Within hours of Wild Bill’s murder, all of Deadwood had turned out to bury him in a plain pine box. Summer heat dictated haste, so there was some surprise three years later when plans to move the cemetery required exhuming its dead, and everyone expected Wild Bill to be a box of skeletal remains. Sure enough, Hickok’s coffin had considerably deteriorated in the damp soil, but struggling workmen found it monstrously heavy. When they opened it, they discovered that a mixture of moisture and minerals had been petrifying Hickok’s remains. Roughly half of him had become stone.
Over the years, Deadwood cashed in on the new site of Hickok’s grave as a tourist attraction with gimmicks such as burying Calamity Jane nearby and erecting a series of headstone statues that souvenir hunters regularly whittled away with chisels. Eventually, a barrier around the grave discouraged pilgrim vandals, but it also played a sad joke on the drifter below. Someone had finally fenced him in.

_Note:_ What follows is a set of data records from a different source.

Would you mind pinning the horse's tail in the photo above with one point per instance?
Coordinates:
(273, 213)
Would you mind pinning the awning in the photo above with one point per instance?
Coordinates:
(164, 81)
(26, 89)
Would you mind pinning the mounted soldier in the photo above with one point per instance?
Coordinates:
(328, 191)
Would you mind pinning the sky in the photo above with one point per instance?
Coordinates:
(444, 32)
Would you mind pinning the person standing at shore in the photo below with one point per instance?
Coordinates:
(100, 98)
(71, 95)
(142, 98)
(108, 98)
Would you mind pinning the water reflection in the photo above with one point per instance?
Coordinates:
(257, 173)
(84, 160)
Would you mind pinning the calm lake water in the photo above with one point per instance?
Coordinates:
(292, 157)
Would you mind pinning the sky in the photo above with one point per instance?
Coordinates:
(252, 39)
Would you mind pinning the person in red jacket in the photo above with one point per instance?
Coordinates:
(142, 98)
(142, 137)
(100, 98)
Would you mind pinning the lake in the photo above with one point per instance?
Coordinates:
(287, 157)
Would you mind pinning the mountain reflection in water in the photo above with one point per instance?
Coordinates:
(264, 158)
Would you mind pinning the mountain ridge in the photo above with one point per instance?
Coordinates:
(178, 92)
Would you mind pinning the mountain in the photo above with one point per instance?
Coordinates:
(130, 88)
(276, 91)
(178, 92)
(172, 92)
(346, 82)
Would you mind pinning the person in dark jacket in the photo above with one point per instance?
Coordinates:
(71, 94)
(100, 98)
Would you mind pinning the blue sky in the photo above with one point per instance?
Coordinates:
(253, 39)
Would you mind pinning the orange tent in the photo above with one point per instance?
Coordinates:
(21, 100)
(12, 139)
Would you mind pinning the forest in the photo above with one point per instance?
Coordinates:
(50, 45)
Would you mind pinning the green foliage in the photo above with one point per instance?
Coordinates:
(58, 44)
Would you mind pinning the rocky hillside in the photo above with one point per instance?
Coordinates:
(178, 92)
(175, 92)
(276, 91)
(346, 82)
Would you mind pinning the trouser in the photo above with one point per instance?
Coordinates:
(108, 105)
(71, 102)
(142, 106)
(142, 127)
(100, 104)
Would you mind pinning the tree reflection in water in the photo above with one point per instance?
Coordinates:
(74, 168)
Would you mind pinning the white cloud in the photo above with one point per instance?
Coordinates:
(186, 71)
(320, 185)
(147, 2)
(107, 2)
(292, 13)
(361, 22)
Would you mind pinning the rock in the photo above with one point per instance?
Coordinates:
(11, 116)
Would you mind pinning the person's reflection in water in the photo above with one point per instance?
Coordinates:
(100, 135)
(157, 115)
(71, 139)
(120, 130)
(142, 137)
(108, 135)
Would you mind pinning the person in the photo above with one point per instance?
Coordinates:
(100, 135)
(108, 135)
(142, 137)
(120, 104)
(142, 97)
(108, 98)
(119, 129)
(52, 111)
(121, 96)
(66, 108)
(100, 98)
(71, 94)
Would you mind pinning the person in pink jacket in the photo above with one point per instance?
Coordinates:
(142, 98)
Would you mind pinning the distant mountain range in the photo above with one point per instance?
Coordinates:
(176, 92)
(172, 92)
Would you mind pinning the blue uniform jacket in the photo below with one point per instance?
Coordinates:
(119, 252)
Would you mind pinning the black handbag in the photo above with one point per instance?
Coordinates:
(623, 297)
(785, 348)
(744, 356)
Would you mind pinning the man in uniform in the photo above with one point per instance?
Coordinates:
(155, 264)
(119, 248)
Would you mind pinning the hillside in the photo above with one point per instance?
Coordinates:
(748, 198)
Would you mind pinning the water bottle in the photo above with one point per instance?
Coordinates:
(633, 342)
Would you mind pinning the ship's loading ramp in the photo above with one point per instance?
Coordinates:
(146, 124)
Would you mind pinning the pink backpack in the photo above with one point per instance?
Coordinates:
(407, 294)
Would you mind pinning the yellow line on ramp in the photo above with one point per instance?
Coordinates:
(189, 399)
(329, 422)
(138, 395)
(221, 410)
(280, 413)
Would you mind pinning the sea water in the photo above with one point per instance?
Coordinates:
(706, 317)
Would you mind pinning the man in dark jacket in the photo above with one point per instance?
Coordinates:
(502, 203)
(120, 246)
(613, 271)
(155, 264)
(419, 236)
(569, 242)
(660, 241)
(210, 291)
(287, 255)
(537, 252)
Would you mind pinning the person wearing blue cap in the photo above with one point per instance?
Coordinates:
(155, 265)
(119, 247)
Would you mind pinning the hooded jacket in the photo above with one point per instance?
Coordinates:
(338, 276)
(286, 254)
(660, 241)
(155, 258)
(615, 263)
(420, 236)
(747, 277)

Hickok likely doesn’t care. He seems to have gotten accustomed to something he wasn’t getting mixed up with someone he was. Now, below the earth, two men lie in one casket as a whole made into halves. One half is petrified Wild Bill, the unreal stone monument of Dime Novels and western films. The other half is the real person, the one who virtually vanished during life, but in death, went to dust as he was supposed to. Before the killing started, he was just Jim. After the dying, it was Jim who headed home.
Excellent read! Couldn’t wait for this post to read the rest of the story.